The year 2020 marked the 75th anniversary of the atomic bombing of Hiroshima and Nagasaki, the end of WWII and the closure of the concentration camps where West Coast Japanese Americans were exiled and imprisoned. Only about one third of the Vashon residents who were forcibly removed on May 16, 1942, returned to Vashon.

On New Year’s Eve, December 31, 1945, Augie Takatsuka returned to Vashon, catching the last ferry to Tahlequah, and then hitching a ride home with the only car on the ferry. For the next three months he lived with his parents and sisters, “doing nothing,” He would often wake his parents and sisters with his “horrible nightmares.”

Encouraged by a friend, Augie finally leased land across from where McMurray Middle School is today and returned to farming.
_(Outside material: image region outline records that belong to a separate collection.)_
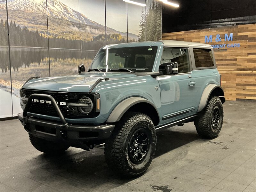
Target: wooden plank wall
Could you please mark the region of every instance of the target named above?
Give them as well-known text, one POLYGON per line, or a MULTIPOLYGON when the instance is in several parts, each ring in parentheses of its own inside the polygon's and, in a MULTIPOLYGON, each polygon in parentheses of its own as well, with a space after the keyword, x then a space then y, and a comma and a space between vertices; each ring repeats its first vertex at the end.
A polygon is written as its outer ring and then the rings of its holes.
POLYGON ((204 43, 212 35, 211 45, 240 44, 240 47, 214 49, 218 70, 222 76, 226 99, 256 100, 256 24, 180 31, 162 34, 162 39, 204 43), (233 33, 232 41, 224 41, 225 34, 233 33), (221 41, 216 42, 219 34, 221 41))

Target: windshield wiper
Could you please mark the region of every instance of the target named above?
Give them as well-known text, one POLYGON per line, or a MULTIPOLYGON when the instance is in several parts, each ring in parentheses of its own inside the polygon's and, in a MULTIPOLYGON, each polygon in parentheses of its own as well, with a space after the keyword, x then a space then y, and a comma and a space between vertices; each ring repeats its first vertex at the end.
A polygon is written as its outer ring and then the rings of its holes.
POLYGON ((127 68, 118 68, 118 69, 109 69, 110 71, 127 71, 131 73, 133 73, 133 71, 127 68))
POLYGON ((100 69, 97 68, 97 69, 88 69, 88 71, 100 71, 100 72, 101 72, 101 71, 100 70, 100 69))

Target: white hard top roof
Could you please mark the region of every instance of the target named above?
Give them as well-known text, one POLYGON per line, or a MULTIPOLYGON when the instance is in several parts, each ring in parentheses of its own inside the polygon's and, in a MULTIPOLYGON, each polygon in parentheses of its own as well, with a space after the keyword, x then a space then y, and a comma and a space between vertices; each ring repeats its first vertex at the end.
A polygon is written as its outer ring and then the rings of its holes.
POLYGON ((161 40, 161 41, 164 44, 164 46, 172 46, 177 45, 197 45, 212 47, 210 45, 204 43, 195 43, 194 42, 188 42, 182 41, 174 41, 173 40, 161 40))

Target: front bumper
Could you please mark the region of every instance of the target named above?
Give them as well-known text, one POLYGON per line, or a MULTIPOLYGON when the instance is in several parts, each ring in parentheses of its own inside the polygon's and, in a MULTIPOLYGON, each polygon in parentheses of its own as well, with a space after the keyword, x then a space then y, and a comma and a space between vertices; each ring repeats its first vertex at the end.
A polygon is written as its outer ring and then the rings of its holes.
POLYGON ((115 125, 75 125, 67 122, 54 99, 51 96, 32 94, 29 97, 23 113, 18 117, 25 130, 35 137, 54 142, 64 142, 70 146, 79 147, 86 143, 104 141, 110 136, 115 125), (27 115, 31 100, 35 98, 50 100, 61 121, 53 121, 29 116, 27 115))

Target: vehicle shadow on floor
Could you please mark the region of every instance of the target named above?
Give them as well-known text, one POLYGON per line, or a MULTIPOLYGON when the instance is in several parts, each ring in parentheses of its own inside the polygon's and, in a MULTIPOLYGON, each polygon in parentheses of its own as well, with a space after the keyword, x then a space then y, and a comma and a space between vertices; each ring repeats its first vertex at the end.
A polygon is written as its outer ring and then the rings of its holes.
MULTIPOLYGON (((195 132, 178 132, 170 129, 163 131, 157 135, 155 157, 200 139, 195 132)), ((49 174, 46 173, 49 172, 57 180, 59 177, 60 180, 67 179, 68 182, 65 185, 70 187, 81 188, 84 190, 100 186, 100 190, 107 191, 132 180, 120 178, 112 172, 105 162, 102 148, 94 148, 87 151, 71 148, 60 156, 42 154, 31 159, 30 163, 34 165, 30 172, 35 177, 45 175, 42 180, 45 184, 51 179, 47 176, 49 174)))

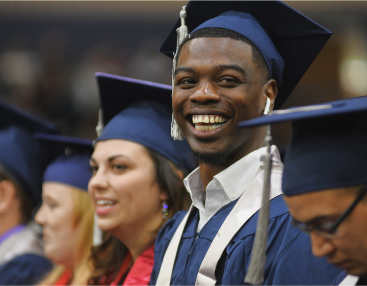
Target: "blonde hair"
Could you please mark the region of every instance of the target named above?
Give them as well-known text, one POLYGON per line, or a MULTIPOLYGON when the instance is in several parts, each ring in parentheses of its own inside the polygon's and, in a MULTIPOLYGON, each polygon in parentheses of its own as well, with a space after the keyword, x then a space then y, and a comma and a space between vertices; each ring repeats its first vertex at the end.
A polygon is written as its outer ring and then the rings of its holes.
MULTIPOLYGON (((74 257, 74 273, 70 286, 87 285, 92 272, 89 261, 93 240, 94 211, 92 201, 86 192, 70 187, 74 204, 73 224, 79 227, 74 257)), ((53 286, 65 270, 65 266, 57 265, 37 286, 53 286)))

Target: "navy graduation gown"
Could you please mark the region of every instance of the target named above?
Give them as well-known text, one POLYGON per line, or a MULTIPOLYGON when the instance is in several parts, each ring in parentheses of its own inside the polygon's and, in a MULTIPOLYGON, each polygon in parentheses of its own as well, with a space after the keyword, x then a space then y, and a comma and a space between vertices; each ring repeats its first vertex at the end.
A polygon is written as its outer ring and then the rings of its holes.
POLYGON ((0 266, 0 285, 33 286, 52 270, 45 257, 27 254, 16 257, 0 266))
MULTIPOLYGON (((193 211, 177 251, 171 285, 194 286, 199 269, 220 226, 238 200, 222 207, 196 232, 199 212, 193 211)), ((160 232, 154 249, 154 265, 151 286, 155 285, 161 265, 171 239, 186 213, 180 212, 160 232)), ((258 213, 242 226, 223 252, 216 269, 216 285, 243 285, 248 267, 258 213)), ((330 285, 340 270, 325 259, 311 254, 310 239, 290 223, 290 216, 281 196, 272 200, 265 281, 267 286, 330 285)), ((159 285, 157 285, 159 286, 159 285)))

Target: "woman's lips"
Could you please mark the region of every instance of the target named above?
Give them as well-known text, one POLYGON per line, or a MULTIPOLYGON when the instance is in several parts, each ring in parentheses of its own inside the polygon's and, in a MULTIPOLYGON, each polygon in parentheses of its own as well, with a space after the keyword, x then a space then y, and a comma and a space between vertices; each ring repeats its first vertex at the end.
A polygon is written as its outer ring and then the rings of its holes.
POLYGON ((103 216, 110 213, 116 206, 117 201, 106 199, 96 200, 96 213, 99 216, 103 216))

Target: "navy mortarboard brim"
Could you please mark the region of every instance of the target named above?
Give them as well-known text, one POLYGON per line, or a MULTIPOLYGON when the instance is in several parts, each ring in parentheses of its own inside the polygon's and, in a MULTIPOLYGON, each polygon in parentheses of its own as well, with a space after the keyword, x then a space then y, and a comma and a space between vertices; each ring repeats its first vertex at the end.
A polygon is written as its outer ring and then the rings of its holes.
POLYGON ((171 137, 171 87, 100 73, 96 75, 106 124, 97 142, 133 141, 163 155, 182 170, 195 168, 187 142, 171 137))
MULTIPOLYGON (((243 35, 257 46, 278 85, 275 109, 283 105, 331 35, 278 0, 190 0, 186 10, 189 33, 224 28, 243 35)), ((171 58, 180 23, 179 18, 159 49, 171 58)))
POLYGON ((103 72, 97 72, 95 75, 99 94, 103 95, 99 100, 104 125, 121 110, 138 100, 150 100, 172 105, 170 86, 103 72))
POLYGON ((34 137, 44 142, 57 155, 43 173, 43 183, 56 182, 87 191, 92 176, 89 159, 92 141, 42 133, 34 137))
POLYGON ((0 101, 0 165, 34 204, 41 199, 42 176, 52 154, 33 138, 56 134, 55 124, 0 101))
POLYGON ((321 104, 291 107, 271 111, 267 116, 260 116, 238 123, 240 128, 275 124, 309 118, 316 118, 364 111, 367 96, 336 100, 321 104))
POLYGON ((287 121, 293 123, 284 162, 284 194, 367 183, 367 96, 276 111, 239 125, 287 121))

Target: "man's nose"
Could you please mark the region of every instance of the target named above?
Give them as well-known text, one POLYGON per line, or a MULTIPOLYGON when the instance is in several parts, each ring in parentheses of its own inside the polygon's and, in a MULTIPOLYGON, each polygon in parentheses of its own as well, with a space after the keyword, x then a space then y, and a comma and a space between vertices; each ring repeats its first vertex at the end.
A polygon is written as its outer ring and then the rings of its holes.
POLYGON ((215 87, 206 82, 200 84, 189 99, 200 103, 209 103, 220 101, 221 97, 215 87))
POLYGON ((314 232, 311 232, 310 237, 312 243, 312 253, 314 256, 324 256, 335 250, 335 247, 330 239, 323 238, 314 232))

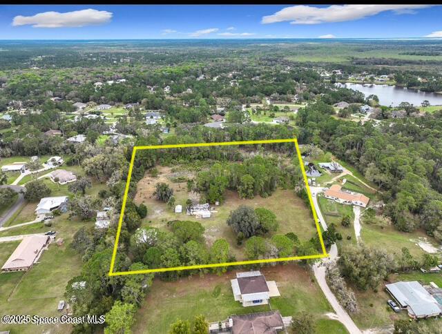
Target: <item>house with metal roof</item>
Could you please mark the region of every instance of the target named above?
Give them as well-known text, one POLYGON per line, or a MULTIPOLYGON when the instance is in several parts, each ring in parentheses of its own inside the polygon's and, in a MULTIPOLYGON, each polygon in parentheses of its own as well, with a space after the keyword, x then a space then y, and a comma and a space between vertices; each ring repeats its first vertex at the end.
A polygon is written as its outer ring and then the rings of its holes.
POLYGON ((110 224, 110 219, 107 211, 98 211, 95 220, 95 228, 106 228, 110 224))
POLYGON ((237 273, 230 282, 235 300, 243 306, 265 305, 271 297, 281 295, 275 281, 266 281, 259 271, 237 273))
POLYGON ((1 267, 1 271, 26 271, 39 259, 49 244, 48 235, 26 237, 1 267))
POLYGON ((49 175, 49 178, 54 183, 66 184, 77 181, 77 176, 72 172, 64 169, 54 170, 49 175))
POLYGON ((84 135, 77 135, 76 136, 71 137, 66 139, 66 141, 70 143, 82 143, 86 140, 86 136, 84 135))
POLYGON ((54 210, 60 210, 66 212, 68 209, 68 197, 56 196, 52 197, 44 197, 40 199, 39 205, 37 206, 35 213, 37 215, 46 215, 50 213, 54 210))
MULTIPOLYGON (((289 317, 281 317, 279 311, 258 313, 233 315, 223 322, 210 324, 211 333, 231 333, 232 334, 274 334, 284 331, 285 320, 289 317)), ((291 318, 291 317, 289 317, 291 318)), ((291 320, 291 319, 290 319, 291 320)))
POLYGON ((406 309, 412 318, 436 317, 442 314, 442 305, 417 281, 385 284, 387 292, 406 309))
POLYGON ((363 194, 343 190, 338 184, 334 184, 324 192, 324 197, 341 204, 357 205, 365 208, 370 199, 363 194))
POLYGON ((321 168, 328 169, 332 173, 342 173, 344 171, 344 168, 336 161, 320 162, 318 164, 321 168))

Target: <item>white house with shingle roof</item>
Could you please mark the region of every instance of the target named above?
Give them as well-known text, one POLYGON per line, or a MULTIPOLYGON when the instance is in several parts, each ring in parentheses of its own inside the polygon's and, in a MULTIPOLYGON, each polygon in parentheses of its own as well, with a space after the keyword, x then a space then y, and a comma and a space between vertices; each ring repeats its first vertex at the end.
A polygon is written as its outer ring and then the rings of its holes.
POLYGON ((243 306, 265 305, 271 297, 280 295, 275 281, 266 281, 259 271, 237 273, 230 282, 235 300, 243 306))
POLYGON ((52 182, 58 182, 59 184, 66 184, 77 181, 75 174, 68 170, 65 170, 64 169, 54 170, 50 173, 50 175, 49 175, 49 178, 52 182))
POLYGON ((67 210, 68 197, 56 196, 53 197, 44 197, 40 199, 39 205, 37 206, 35 213, 37 215, 46 215, 50 213, 54 210, 59 209, 61 211, 67 210))

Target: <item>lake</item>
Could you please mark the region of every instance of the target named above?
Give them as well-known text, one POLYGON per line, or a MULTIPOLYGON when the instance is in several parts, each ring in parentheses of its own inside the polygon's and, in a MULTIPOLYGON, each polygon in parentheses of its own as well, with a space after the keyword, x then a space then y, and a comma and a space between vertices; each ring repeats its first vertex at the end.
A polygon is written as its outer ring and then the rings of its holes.
POLYGON ((428 100, 432 106, 442 105, 442 94, 422 92, 397 86, 345 84, 347 88, 359 90, 367 96, 374 94, 379 98, 379 104, 383 106, 398 106, 401 102, 408 102, 420 106, 423 100, 428 100))

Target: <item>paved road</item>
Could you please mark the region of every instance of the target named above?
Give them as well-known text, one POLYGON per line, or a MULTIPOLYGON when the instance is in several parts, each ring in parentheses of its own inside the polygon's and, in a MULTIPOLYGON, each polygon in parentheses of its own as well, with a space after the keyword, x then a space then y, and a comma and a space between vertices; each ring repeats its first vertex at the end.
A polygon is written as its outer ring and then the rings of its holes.
POLYGON ((327 300, 329 301, 329 303, 330 303, 330 305, 332 305, 332 307, 334 310, 336 314, 336 320, 342 323, 351 334, 361 334, 361 331, 355 324, 347 311, 340 306, 327 284, 327 281, 325 280, 325 266, 324 264, 329 262, 334 262, 338 258, 338 247, 336 244, 332 245, 329 254, 330 255, 330 257, 324 259, 321 262, 316 262, 313 266, 313 271, 318 281, 318 284, 324 293, 327 300))
POLYGON ((3 215, 0 217, 0 227, 3 226, 3 224, 8 222, 11 217, 16 213, 17 210, 19 210, 21 206, 24 204, 25 199, 23 197, 23 194, 21 193, 22 190, 24 190, 25 188, 20 186, 0 186, 0 188, 10 188, 14 191, 18 193, 19 197, 17 197, 17 201, 11 206, 8 211, 6 211, 3 215))
MULTIPOLYGON (((309 188, 310 191, 311 191, 311 197, 313 198, 313 204, 314 205, 315 210, 316 210, 316 215, 318 215, 318 218, 323 228, 325 230, 327 229, 327 223, 323 216, 323 213, 320 212, 317 197, 318 193, 322 192, 323 188, 321 187, 309 188)), ((338 259, 338 247, 336 244, 334 244, 330 246, 329 255, 329 257, 325 257, 323 259, 322 261, 317 262, 313 265, 313 272, 315 275, 315 277, 318 281, 319 286, 324 293, 324 295, 325 295, 327 300, 328 300, 329 303, 330 303, 330 305, 332 305, 332 307, 335 311, 335 319, 343 324, 351 334, 361 334, 361 331, 355 324, 353 320, 338 302, 338 299, 330 290, 330 288, 329 288, 325 279, 325 264, 330 262, 334 262, 338 259)))

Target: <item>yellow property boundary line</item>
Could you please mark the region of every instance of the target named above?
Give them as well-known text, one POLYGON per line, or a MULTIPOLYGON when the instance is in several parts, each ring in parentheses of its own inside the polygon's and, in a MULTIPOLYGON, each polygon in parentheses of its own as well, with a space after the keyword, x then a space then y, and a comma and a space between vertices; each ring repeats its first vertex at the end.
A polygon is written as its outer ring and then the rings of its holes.
POLYGON ((325 250, 325 245, 323 240, 323 235, 320 231, 320 227, 318 220, 318 215, 316 215, 316 210, 315 210, 314 205, 313 204, 313 197, 311 197, 311 193, 310 192, 310 188, 309 187, 309 182, 307 181, 307 174, 305 173, 305 168, 304 168, 304 164, 301 157, 301 153, 298 145, 298 140, 296 138, 287 139, 269 139, 269 140, 249 140, 245 141, 224 141, 221 143, 197 143, 197 144, 180 144, 174 145, 153 145, 151 146, 134 146, 132 151, 132 157, 131 158, 131 164, 129 165, 129 172, 126 181, 126 190, 124 190, 124 195, 123 197, 123 204, 122 206, 122 212, 119 215, 119 221, 118 222, 118 228, 117 229, 117 236, 115 237, 115 242, 113 247, 113 253, 112 254, 112 259, 110 260, 110 267, 109 268, 109 276, 119 276, 123 275, 134 275, 134 274, 145 274, 148 273, 163 273, 165 271, 184 271, 190 269, 201 269, 203 268, 216 268, 224 267, 230 266, 240 266, 242 264, 253 264, 259 263, 269 263, 269 262, 281 262, 285 261, 293 261, 299 259, 320 259, 323 257, 327 257, 329 255, 325 250), (127 196, 129 190, 129 184, 131 183, 131 177, 132 176, 132 169, 133 168, 133 162, 135 161, 135 154, 137 150, 155 150, 159 148, 179 148, 186 147, 204 147, 204 146, 232 146, 232 145, 253 145, 257 144, 278 144, 278 143, 294 143, 296 148, 296 153, 298 153, 298 159, 304 177, 304 182, 305 183, 305 187, 307 188, 307 195, 309 197, 309 202, 310 206, 311 207, 311 212, 313 213, 313 217, 316 225, 316 230, 319 236, 319 241, 320 242, 321 248, 323 250, 322 254, 316 254, 313 255, 305 255, 305 256, 293 256, 290 257, 280 257, 278 259, 256 259, 250 261, 238 261, 236 262, 224 262, 219 264, 198 264, 195 266, 182 266, 179 267, 171 268, 160 268, 156 269, 145 269, 140 271, 119 271, 114 272, 113 268, 115 264, 115 257, 117 256, 117 250, 118 249, 118 241, 119 239, 119 235, 122 231, 122 224, 123 222, 123 217, 124 216, 124 208, 126 208, 126 202, 127 202, 127 196))

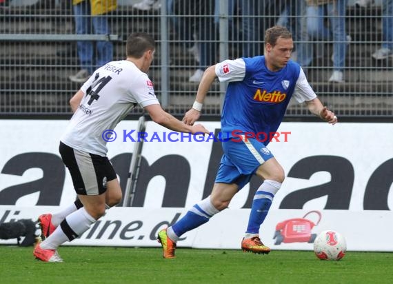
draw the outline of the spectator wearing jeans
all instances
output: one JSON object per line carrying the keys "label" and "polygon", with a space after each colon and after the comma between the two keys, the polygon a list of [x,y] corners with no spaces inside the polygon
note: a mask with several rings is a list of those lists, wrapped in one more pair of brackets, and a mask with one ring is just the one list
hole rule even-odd
{"label": "spectator wearing jeans", "polygon": [[[333,41],[333,72],[330,82],[343,82],[347,42],[350,37],[345,32],[345,9],[347,0],[306,0],[307,28],[312,39]],[[324,25],[325,17],[329,18],[330,29]]]}
{"label": "spectator wearing jeans", "polygon": [[283,10],[277,26],[287,27],[295,41],[294,51],[291,58],[296,61],[305,74],[312,61],[312,43],[310,43],[307,32],[305,0],[285,0]]}
{"label": "spectator wearing jeans", "polygon": [[[117,8],[117,0],[73,0],[72,9],[77,34],[110,34],[105,14]],[[79,41],[77,42],[81,70],[68,78],[73,82],[83,83],[97,66],[102,66],[113,58],[113,44],[109,41]]]}
{"label": "spectator wearing jeans", "polygon": [[382,45],[372,54],[376,60],[393,56],[393,0],[382,1]]}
He was able to purchase his farm on Bank Road when Rose Gorsuch offered to sell him twenty-seven acres at $50 down and $50 a year.  Augie said Rose Gorsuch was “our protector, ahead of her time …”

Asked why he returned to Vashon, Augie commented, “I couldn’t find any place that was as good as here …”

Augie was one of the last of the Vashon Island Japanese Americans to return from the exile and imprisonment of Island Japanese Americans during World War II. After enlisting in the 442nd Regimental Combat Team from the prison camp at Tule Lake, Augie was sent to Camp Shelby, Mississippi for basic training. In late 1943 he was sent to Italy and fought through the Gothic Line north of Florence. From there, the 442nd was sent to The Champagne Campaign, which invaded southern France.

Hospitalized three different times for trench foot, Augie was finally relieved of combat service and served the remainder of the War in France as part of the Quartermaster Corps stabling horses and mules for the Army.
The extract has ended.